Have you ever wondered how Microsoft feature teams make their UI text decisions?  Until I came to work at Microsoft, I certainly did. One of the most important word selections of all time was “Start”. Why didn't they choose “Go” instead? Raymond talks about this in his seminal post, Why do you have to click the Start button to shut down? The selection of the word “Microsoft” was another momentous decision.  I once heard a local comedian refer to Microsoft as the very, very small and not so hard software corporation. Chevrolet once made the mistake of naming a car Nova, which means “does not go” in Spanish. Oops.

The words, or UI text, that appear in your Windows and Web applications are as important as any other design element. Great UI text is the foundation of a usable, self-documenting user interface. Great UI text teaches the user how to do things on the sly, without insulting their intelligence. While no user interface will ever be 100% self-documenting, you can get pretty close.  Here are a few guidelines and ideas that might help you choose great UI text:

  1. Choose a BAD alternative and start coding already
    Don’t settle for okay!  If you choose an okay candidate for an important piece of UI text, you’ll probably ship an okay product. But is okay really good enough for you?
    True story:  until we chose a name for our unborn daughter, my wife and I referred to her as Placeholder Parnell. How readily would you deliver a command verb named Placeholder to market?
    By choosing a BAD alternative, you can delay making a decision on an important piece of UI text until the contextual framework in which it exists is more settled.
  2. Choose a unique placeholder
    My feature team chose h.exe (in honor of the project codename, Hatteras) as the name of its executable. When they change h.exe to tfc.exe or tf.exe or something else, imagine how difficult it’ll be to find and replace all instances of “h” with the new name.
  3. Think outside your language
    If your native language is English but think you might someday have Spanish, German, and French-speaking users, find a good bi-lingual dictionary online and investigate how directly a word translates from English into the other language. If a word for which few alternatives exist in English has 25 alternatives in Spanish, you can bet there’s not a single good alternative.
  4. Examine each word in context
    Once you’ve selected a superior candidate, examine it in the context of simple, end-user scenarios.
    Scenari “User wants to open a file to start editing it”
    Exercise: using the top level menu, click the most intuitive word and then find the most intuitive submenu word and so on until the task is successfully completed.  At each click, ask yourself, “In the context of the scenario, does the user know what to click next?
    Is File|View|File as intuitive and self-documenting as File|Open|File or File|Edit|File?

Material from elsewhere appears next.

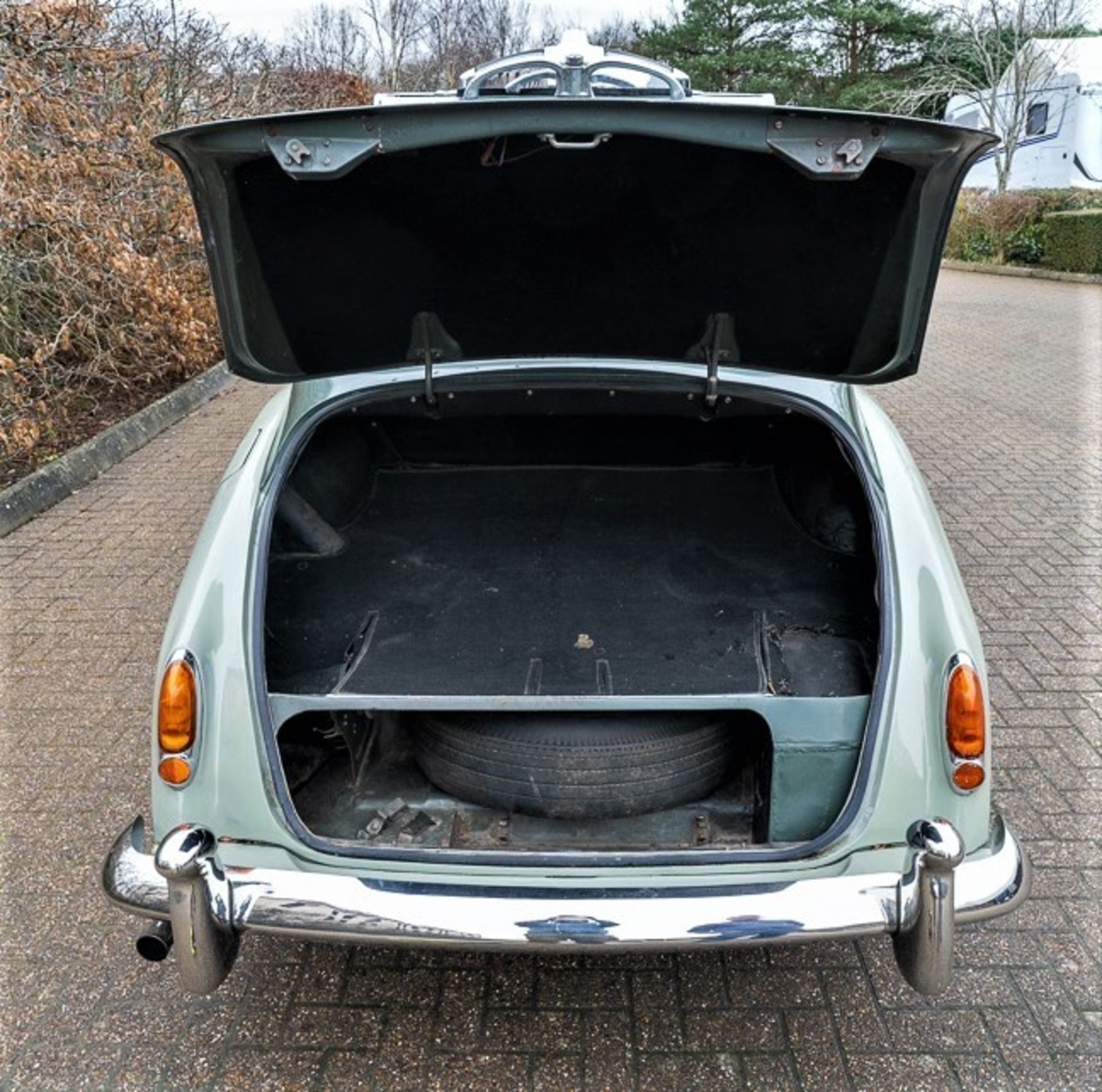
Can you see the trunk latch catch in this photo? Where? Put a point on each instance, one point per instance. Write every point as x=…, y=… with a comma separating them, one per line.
x=429, y=343
x=716, y=346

    For usability purists, this type of UI text review is referred to as a “Cognitive Walkthrough”.
  5. Solicit Feedback
    Ask your teammates. Ask your customers. The more eyeballs, the better.
  6. Involve a help writer in the process
    I once submitted a help topic for technical review to my feature team. Ten minutes later the Project Manager sent me an an email at me that asked, “WHY IS THIS TOPIC SO LONG AND COMPLICATED :-(?“
    I responded, “If you change x to y, the topic will be one quarter of its current length.“
    If your HowTo topics are short and simple, there's a good chance your user interface is well-designed.